G20, a grouping of major economies worldwide, works towards solving economic challenges faced by different countries collectively. India has now assumed the presidency of this prestigious grouping at a time when the world is facing an economic slowdown because of the continued Covid spread in China, the effects of the Russia-Ukraine war, rising fuel prices, and spiking inflation across the globe.

India has chosen the theme – Vasudhaiva Kutumbakam, welfare of all life forms in the world – which means the holistic growth of economies with a keen eye on protecting our environment and the planet.

Prime Minister Narendra Modi has said that the aim is to make it a people’s G20 through an inclusive and decisive presidency in a world recovering from the Covid pandemic.

The focus will be on the macroeconomic impact of food and energy security issues, climate change, and multilateral development banks (MDBs) that need strengthening. The inclusion of neglected sections into the economic mainstream, sustainable growth, public infrastructure driven by digital tools, and financing projects aimed at healing and protecting the earth.

Challenges Exist, But India Can Attempt to Solve Them

Challenges before the Indian presidency were solving trans-border conflicts in financing projects through MDBs to solve some of the problems being faced by economies. MDBs also have to track changes in the economic policies of the United States, which have a wide-ranging impact on the world economy as a whole. This entails reforms in the International Monetary Fund and World Bank, two of the most important global financial institutions.

As the Indian presidency aims at equal distribution of financial resources among different economies, especially developing countries, it has to look at ways to apportion the finances already available with MDBs and raise fresh capital.

India is a member of many groupings in the global south, where many of the struggling economies are situated. Helping the cause of these countries will be difficult as their goals of sustainable growth have gone awry because of the Covid pandemic, which has exposed major flaws in their healthcare systems. India, which handled the Covid crisis more effectively than most countries, can pass on its digital technologies, vaccine monitoring, public health, and affordable medicare expertise.

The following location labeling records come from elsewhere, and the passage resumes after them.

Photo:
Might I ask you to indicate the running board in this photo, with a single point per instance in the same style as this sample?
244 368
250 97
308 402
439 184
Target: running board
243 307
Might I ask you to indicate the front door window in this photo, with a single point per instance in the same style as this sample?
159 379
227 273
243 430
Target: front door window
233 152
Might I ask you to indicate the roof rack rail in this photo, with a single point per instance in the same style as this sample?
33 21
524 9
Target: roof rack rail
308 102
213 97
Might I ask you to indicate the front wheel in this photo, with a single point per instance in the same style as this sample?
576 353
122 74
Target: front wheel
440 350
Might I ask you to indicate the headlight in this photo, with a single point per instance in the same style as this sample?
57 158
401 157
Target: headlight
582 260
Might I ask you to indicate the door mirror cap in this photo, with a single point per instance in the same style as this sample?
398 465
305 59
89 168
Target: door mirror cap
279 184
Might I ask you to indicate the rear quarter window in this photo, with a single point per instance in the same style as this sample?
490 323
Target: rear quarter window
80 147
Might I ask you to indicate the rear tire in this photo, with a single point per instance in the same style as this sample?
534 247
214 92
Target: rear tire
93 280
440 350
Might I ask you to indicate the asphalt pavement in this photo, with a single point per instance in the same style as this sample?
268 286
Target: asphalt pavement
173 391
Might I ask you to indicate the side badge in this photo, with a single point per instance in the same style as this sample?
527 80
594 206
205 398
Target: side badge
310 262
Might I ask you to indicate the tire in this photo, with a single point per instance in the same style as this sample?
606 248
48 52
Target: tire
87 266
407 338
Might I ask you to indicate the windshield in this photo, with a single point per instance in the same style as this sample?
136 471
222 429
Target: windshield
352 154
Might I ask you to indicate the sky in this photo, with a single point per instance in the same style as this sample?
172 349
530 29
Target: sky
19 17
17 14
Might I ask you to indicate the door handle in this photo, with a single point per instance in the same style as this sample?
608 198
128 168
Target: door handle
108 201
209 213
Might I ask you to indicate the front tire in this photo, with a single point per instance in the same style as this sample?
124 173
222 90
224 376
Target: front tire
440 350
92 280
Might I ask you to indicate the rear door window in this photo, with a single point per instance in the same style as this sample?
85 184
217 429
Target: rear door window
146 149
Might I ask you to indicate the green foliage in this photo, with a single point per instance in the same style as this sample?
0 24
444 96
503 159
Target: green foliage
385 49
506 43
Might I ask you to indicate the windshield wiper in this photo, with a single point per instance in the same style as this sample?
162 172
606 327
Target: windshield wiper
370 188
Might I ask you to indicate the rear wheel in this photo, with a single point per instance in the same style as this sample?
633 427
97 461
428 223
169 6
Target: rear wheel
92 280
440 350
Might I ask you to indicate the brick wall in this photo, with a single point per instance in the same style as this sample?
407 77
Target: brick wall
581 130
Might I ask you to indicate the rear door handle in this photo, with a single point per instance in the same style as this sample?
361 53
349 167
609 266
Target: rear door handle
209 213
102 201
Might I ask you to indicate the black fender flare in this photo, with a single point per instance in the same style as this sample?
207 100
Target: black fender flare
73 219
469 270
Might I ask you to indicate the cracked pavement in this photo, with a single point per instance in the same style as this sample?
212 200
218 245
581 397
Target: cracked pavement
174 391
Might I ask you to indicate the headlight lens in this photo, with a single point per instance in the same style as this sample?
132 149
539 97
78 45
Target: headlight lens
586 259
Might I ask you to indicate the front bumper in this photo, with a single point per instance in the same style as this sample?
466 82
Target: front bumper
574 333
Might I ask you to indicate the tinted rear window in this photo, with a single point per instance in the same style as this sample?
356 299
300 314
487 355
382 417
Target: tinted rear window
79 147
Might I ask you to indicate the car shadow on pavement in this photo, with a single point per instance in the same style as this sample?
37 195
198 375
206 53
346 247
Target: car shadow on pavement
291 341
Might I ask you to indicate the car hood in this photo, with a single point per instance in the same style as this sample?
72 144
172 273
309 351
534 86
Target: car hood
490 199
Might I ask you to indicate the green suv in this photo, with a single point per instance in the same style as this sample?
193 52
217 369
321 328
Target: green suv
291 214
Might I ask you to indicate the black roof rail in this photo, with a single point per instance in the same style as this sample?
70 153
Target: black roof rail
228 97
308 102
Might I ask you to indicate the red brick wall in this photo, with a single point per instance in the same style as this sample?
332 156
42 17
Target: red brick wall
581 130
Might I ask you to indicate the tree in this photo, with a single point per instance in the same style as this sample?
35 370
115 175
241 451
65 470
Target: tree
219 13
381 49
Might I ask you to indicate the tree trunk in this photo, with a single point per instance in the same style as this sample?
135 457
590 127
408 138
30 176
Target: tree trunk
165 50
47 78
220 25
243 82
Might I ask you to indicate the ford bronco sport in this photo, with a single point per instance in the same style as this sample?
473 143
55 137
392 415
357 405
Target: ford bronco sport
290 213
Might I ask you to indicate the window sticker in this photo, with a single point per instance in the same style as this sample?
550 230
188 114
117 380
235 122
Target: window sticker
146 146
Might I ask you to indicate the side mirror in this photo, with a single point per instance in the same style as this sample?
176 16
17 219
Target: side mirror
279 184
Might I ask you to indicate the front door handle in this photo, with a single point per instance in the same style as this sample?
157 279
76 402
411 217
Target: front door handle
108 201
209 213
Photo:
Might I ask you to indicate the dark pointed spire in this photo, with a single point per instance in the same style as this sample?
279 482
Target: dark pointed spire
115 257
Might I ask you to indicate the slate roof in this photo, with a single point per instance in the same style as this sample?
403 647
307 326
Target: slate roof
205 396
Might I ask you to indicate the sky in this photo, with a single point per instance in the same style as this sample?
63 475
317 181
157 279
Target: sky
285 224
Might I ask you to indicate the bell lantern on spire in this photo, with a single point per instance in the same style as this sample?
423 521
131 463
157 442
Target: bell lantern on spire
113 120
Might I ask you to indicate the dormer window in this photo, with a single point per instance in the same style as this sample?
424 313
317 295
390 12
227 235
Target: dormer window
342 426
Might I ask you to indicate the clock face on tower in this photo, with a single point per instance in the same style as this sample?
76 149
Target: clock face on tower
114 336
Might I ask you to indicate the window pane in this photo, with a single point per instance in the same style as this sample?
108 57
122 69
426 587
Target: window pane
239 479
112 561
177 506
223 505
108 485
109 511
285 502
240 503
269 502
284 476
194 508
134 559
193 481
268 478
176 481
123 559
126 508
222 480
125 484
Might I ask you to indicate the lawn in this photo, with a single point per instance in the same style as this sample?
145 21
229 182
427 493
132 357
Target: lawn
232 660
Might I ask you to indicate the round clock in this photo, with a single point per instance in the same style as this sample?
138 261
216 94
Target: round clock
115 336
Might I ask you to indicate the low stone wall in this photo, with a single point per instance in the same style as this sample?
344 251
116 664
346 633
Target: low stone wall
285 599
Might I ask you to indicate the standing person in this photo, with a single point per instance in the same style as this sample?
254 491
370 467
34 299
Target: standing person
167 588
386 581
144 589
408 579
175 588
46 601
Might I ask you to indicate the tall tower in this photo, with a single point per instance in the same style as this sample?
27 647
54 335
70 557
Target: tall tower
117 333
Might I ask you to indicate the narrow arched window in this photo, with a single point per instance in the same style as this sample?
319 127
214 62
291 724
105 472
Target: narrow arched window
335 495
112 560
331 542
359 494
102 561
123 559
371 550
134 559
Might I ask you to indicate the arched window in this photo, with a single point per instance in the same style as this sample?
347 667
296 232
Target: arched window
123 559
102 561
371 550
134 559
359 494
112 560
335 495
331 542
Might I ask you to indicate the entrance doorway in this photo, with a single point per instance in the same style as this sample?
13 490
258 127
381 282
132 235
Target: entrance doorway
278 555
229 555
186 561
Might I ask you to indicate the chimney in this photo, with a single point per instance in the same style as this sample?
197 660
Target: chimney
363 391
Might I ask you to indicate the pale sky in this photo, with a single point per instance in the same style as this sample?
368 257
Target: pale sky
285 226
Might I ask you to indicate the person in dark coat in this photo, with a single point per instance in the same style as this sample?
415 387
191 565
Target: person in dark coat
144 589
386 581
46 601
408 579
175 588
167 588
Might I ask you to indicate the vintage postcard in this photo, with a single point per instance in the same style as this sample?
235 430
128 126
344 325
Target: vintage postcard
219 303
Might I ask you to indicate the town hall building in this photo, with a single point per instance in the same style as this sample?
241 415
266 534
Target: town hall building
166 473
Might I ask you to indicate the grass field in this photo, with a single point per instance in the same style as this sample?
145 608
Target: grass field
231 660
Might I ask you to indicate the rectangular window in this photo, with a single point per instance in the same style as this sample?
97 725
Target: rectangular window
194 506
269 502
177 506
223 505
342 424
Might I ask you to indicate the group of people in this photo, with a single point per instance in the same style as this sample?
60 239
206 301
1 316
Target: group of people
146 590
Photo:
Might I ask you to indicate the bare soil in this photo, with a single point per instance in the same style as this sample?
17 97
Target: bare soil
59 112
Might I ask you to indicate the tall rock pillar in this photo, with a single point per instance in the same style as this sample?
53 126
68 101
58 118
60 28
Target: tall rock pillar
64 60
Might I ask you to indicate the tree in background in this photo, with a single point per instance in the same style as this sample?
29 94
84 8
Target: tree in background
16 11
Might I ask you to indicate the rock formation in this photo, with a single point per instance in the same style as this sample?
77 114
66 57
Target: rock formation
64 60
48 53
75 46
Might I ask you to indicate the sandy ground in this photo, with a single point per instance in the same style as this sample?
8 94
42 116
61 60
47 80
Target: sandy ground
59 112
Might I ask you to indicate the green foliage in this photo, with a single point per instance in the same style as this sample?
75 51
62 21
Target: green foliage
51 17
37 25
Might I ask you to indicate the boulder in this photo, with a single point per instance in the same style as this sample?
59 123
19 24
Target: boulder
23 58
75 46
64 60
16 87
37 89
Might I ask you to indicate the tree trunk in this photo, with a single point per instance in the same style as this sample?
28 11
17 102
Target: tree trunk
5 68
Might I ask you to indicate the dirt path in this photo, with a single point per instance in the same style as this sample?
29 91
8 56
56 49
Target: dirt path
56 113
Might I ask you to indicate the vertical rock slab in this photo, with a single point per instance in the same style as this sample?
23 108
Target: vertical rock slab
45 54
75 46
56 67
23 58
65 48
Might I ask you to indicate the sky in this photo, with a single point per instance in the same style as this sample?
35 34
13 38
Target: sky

The other major challenge is to ensure a proper supply of fertilizers, as the Russia-Ukraine war has wreaked havoc. Russia and Belarus manufacture 40% of the world’s potash, while Russia alone supplies 23% of the world’s ammonium nitrate requirement. But as the war has disrupted supply chains, a severe shortage of this essential farm input leads to spiraling prices. It is said that in Africa, fertilizer prices have gone up by 300% in the last few months. There is now a serious threat of a global food crisis, and the planet could starve.

As the G20 provides a common platform for different global bodies to come together, India can use it effectively to implement the Paris Agreement, which aims to bring down the global temperature by 1.5 degree Celsius by 2030. Though this provides an opportunity for green growth and implementing pro-environment practices, it requires a large capital that India can raise through IMF and WB.

The G20, whose countries constitute 85% of the world’s GDP, 75% of global trade, and two-thirds of the world’s population, can bring in changes in the World Trade Organisation, which has been the long-standing demand of many countries. The world needs better-managed international financial institutions to tackle newer realities in a post-pandemic scenario, and this is where India can come into the picture.